‘A Pastor’s cloth’: constructing a story of Religious conversion among the Naga through objects and archives at the Pitt Rivers Museum, Oxford
Dr. Vibha Joshi Parkin, MPI, Germany /Oxford University, UK
Out of nearly 7000 objects in the Pitt Rivers Museum (PRM), Oxford, Naga collection from the colonial period, most of which were collected by JH Hutton and JP Mills at the behest of Henry Balfour, there are catalogue entries for only two that refer directly to Christianity in Naga Hills. These are cloths which were collected in 1930s by JP Mills, political officer and ethnographer of the Naga of North-east India. The paper will discuss how object-labels at a given time simultaneously may reveal but also conceal information about social change occurring among a people, and how an object centred story of religious change may be constructed through archival, historical and ethnographic research.
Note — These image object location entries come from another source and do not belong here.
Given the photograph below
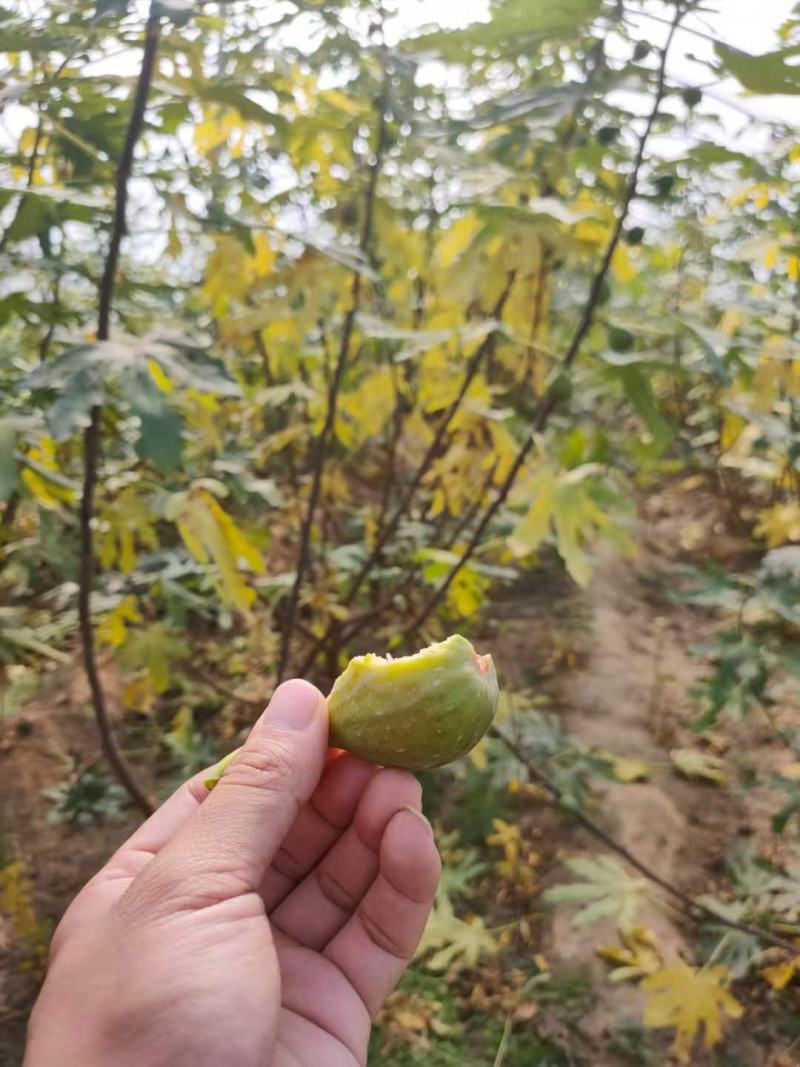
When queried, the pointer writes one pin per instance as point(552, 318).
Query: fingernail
point(419, 815)
point(292, 706)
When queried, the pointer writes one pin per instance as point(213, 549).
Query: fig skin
point(416, 712)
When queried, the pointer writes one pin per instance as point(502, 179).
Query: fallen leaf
point(688, 998)
point(699, 765)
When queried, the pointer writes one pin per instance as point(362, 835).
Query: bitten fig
point(415, 712)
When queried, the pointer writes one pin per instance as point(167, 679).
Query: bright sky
point(744, 24)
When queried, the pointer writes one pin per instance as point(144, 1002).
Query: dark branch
point(92, 433)
point(333, 393)
point(390, 526)
point(693, 909)
point(549, 399)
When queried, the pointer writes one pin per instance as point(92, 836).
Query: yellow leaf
point(627, 768)
point(347, 104)
point(638, 954)
point(534, 527)
point(730, 322)
point(113, 628)
point(219, 126)
point(770, 255)
point(465, 594)
point(124, 524)
point(687, 999)
point(622, 265)
point(368, 408)
point(48, 493)
point(779, 975)
point(779, 524)
point(139, 694)
point(692, 763)
point(210, 534)
point(454, 241)
point(17, 903)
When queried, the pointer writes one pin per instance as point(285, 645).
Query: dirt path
point(630, 695)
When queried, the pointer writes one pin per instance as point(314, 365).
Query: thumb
point(230, 840)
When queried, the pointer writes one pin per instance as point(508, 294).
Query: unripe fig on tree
point(415, 712)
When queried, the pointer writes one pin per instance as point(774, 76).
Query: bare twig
point(206, 679)
point(549, 397)
point(333, 393)
point(693, 909)
point(392, 524)
point(92, 433)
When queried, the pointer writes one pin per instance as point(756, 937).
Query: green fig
point(416, 712)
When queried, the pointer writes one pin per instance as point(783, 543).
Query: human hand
point(259, 925)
The catalogue entries for the cloths make reference to modern additions but fail to identify them as Christian motifs. As an anthropologist working on Naga material culture and religion and conversion to Christianity, I am able to put together the fragments of a wider story of conversion and conflict by relating the artifacts to the entries in tour diaries of political officers that are in the PRM archives and to my own field based research. The paper shows the importance of a particular kind of material evidence in recovering the history of a people.